Server Side Rendering (SSR) of Create-React-App (CRA) app in 2020

Luis Barral
Luis Barral
December 19, 2023
React
SSR
Nodejs
Server Side Rendering (SSR) of Create-React-App (CRA) app in 2020

If you do a Google search on how to do SSR of a CRA app you will find a bunch of links. I would know, because I did it myself :)

I had a React app (created with CRA) using Redux to store its state and react-router to handle routes. And for that project, SEO and a good Lighthouse score were essentials. With that in mind, I searched for a way to add SSR to that app without major changes or refactors.

What I found can be classified in three categories:

1. Recent articles that were incomplete (from my point of view) because they don’t include Redux or routing in the solution.

2. Old articles (~2017) that, although are complete, aren’t usable in current versions of CRA and their dependencies.

3. A bunch of github modules/projects that are very old/unmaintained, giving birth to other approaches like Razzle or just suggesting you use more mature tools to handle SSR of React apps, like Next.js and GatsbyJS.

Long story short, I couldn’t find a simple way to do SSR of a CRA app that handles the state via Redux and also has routes.
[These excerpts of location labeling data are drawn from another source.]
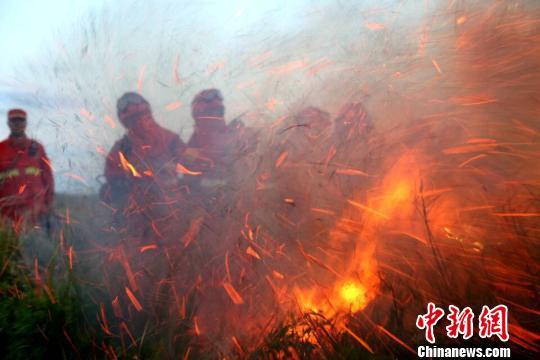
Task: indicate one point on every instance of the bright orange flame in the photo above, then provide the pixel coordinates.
(354, 295)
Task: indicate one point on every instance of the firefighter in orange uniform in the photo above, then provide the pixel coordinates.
(26, 180)
(142, 179)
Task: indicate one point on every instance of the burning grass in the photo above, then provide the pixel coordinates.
(322, 243)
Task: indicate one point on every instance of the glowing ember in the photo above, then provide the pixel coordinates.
(354, 295)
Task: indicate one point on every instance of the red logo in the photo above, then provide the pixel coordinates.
(491, 322)
(494, 322)
(461, 322)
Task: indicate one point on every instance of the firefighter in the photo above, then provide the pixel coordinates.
(27, 184)
(209, 150)
(141, 168)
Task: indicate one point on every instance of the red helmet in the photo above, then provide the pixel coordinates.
(16, 113)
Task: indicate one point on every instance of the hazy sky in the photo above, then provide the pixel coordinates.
(67, 61)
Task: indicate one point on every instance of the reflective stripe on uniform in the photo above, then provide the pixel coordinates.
(9, 174)
(31, 170)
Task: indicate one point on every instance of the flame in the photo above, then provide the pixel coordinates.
(126, 165)
(353, 294)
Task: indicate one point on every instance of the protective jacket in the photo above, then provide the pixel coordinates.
(26, 180)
Because of this, I decided to add another article to the bunch of existing ones, albeit an aggiorned one!.

I recommend that you download the sample application from here before reading the article, so you can review it as you go along.

Step one - SSR 101


My idea is try to start simple: Express (just out of familiarity) will receive the first request to our app and render the template of the CRA app (/build/index.html) with the React App component (/src/App.js) rendered server side.

After that, the React app will continue the execution on the client side. So, the first thing I need to add to my CRA app is Express in order to have a web server to handle that first request. Then, I have to create a server folder to include all server side processing files.


vServer Side Rendering (SSR) of Create-React-App (CRA) app in 2020

Inside it you will have an index.js file to configure Express routes and a bootstrap.js file where the execution will start through node server/bootstrap.js. This bootstrap file will do most of the “magic” for the SSR.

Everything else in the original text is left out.